I'm working on writing a paper about an idea I previously outlined for addressing false positives in AI alignment research. This is the second completed draft of one of the subsections arguing for the adoption of a particular, necessary hinge proposition to reason about aligned AGI (first subjection here). I appreciate feedback on this subsection especially regarding if you agree with the line of reasoning and if you think I've ignored anything important that should be addressed here. Thanks!
Since AGI alignment is necessarily alignment of AGI, alignment schemes can depend on the dispositions of AGI, and one disposition AGI has is to subjective experience and mental phenomena (Adeofe, 1997), (Nagel, 1974). Whether or not we expect AGI to realize this disposition matters because it influences the types of alignment schemes that can be considered since an AGI without a mental aspect can only be influenced by modifying its algorithms and manipulating its behavior whereas an AGI with a mind can be influenced by engaging with its perceptions and understanding of the world (Dreyfus, 1978). In other words we might say mindless AGI can be aligned only by algorithmic and behavioral methods whereas mindful AGI can also be aligned by philosophical methods that work on its epistemology, ontology, and axiology (Brentano, 1995). It's unclear what we should expect about the mentality of future AGI, though, because we are presently uncertainty about mental phenomena in general (cf. the work of Chalmers and Searle for modern, popular, and opposing views on the topic), so we are forced to speculate about mental phenomena in AGI when we reason about alignment (Chalmers, 1996), (Searle, 1984).

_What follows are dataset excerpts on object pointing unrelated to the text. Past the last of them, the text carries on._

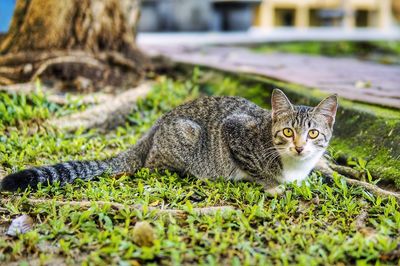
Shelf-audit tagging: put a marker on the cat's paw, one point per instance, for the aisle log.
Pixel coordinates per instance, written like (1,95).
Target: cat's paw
(274,191)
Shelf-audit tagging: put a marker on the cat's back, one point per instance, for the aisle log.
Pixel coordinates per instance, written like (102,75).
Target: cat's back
(215,108)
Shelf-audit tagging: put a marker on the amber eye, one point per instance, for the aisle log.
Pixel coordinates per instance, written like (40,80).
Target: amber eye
(313,133)
(288,132)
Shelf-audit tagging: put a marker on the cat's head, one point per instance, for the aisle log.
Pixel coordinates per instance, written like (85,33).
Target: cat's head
(301,131)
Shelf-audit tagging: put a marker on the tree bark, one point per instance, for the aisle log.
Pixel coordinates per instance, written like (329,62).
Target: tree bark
(71,40)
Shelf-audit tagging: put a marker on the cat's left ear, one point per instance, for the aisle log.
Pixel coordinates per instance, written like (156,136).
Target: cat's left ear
(328,107)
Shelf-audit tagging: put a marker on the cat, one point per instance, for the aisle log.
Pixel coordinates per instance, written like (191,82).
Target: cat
(212,137)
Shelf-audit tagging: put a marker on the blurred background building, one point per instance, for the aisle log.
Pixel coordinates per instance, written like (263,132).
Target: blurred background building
(241,15)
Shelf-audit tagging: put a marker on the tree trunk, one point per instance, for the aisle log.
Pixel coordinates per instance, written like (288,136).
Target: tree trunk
(73,40)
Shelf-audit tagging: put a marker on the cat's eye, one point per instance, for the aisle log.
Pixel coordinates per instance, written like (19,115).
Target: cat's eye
(313,133)
(287,132)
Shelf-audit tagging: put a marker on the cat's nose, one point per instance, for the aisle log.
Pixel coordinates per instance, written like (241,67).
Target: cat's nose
(299,149)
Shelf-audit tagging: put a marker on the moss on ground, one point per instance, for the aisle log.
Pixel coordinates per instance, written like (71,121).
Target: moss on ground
(323,223)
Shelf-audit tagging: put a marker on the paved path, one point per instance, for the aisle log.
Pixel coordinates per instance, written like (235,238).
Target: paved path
(255,35)
(350,78)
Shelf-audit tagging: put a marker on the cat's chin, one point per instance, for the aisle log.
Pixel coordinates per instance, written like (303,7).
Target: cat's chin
(299,157)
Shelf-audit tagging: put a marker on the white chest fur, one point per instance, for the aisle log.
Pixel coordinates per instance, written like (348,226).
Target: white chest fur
(297,170)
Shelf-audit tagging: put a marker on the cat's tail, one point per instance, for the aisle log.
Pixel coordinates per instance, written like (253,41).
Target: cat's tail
(127,162)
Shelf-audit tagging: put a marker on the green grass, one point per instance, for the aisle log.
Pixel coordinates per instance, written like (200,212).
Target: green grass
(310,225)
(385,52)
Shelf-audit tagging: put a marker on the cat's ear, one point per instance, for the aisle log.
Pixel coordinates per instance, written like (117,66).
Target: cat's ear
(280,103)
(328,107)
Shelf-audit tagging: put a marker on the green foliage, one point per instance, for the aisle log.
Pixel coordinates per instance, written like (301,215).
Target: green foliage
(314,224)
(385,52)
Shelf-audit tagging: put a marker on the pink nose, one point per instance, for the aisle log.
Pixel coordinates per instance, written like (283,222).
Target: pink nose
(299,149)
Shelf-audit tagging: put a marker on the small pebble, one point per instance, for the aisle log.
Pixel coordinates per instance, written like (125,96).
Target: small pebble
(20,225)
(143,234)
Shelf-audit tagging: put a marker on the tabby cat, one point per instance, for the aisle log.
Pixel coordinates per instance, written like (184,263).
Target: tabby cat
(213,137)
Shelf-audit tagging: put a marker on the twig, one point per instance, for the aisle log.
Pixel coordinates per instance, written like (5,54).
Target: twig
(118,206)
(106,115)
(345,170)
(323,167)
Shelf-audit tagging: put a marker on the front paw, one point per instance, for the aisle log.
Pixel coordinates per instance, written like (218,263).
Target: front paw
(274,191)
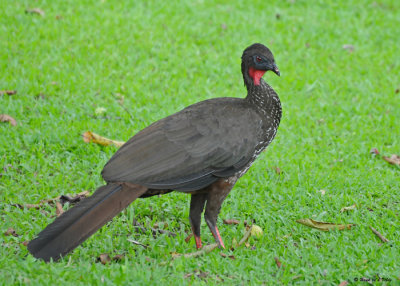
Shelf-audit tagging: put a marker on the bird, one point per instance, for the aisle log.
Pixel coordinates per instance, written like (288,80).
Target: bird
(201,150)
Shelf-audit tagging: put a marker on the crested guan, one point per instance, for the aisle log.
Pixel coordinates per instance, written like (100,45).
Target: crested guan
(202,150)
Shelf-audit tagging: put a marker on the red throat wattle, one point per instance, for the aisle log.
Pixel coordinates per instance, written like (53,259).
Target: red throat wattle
(256,75)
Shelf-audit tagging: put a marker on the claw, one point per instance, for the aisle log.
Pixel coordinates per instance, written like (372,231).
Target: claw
(198,241)
(218,237)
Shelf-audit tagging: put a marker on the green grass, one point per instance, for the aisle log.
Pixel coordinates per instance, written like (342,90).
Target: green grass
(162,56)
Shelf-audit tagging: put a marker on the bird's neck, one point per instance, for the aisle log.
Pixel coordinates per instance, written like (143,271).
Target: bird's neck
(264,99)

Note, though, that this uncertainty may not be fundamental (Dennett, 1991). For example, if materialist or functionalist attempts to explain mental phenomena prove adequate, perhaps because they lead to the development of conscious AGI, then we may agree on what mental phenomena are and how they work (Oizumi, Albantakis, and Tononi, 2014). If they don't, though, we'll likely be left with metaphysical uncertainty around mental phenomena that's rooted in the epistemic limitations of perception (Hussrl, 2014). Regardless of how uncertainty about mental phenomena might later be resolved, it currently creates a need for pragmatically making assumptions about it in our reasoning about alignment. In particular we want to know whether or not we should design alignment schemes that assume a mind, even if we expect mental phenomena to be reducible to other phenomena. Given that we remain uncertain and cannot dismiss the possibility of mindful AGI, what we decide depends on how likely alignment schemes are to succeed and avoid false positives conditional on AGI having the capacity for mental phenomena. The choice is then between whether we design alignment schemes that work without reference to mind or whether they engage with it.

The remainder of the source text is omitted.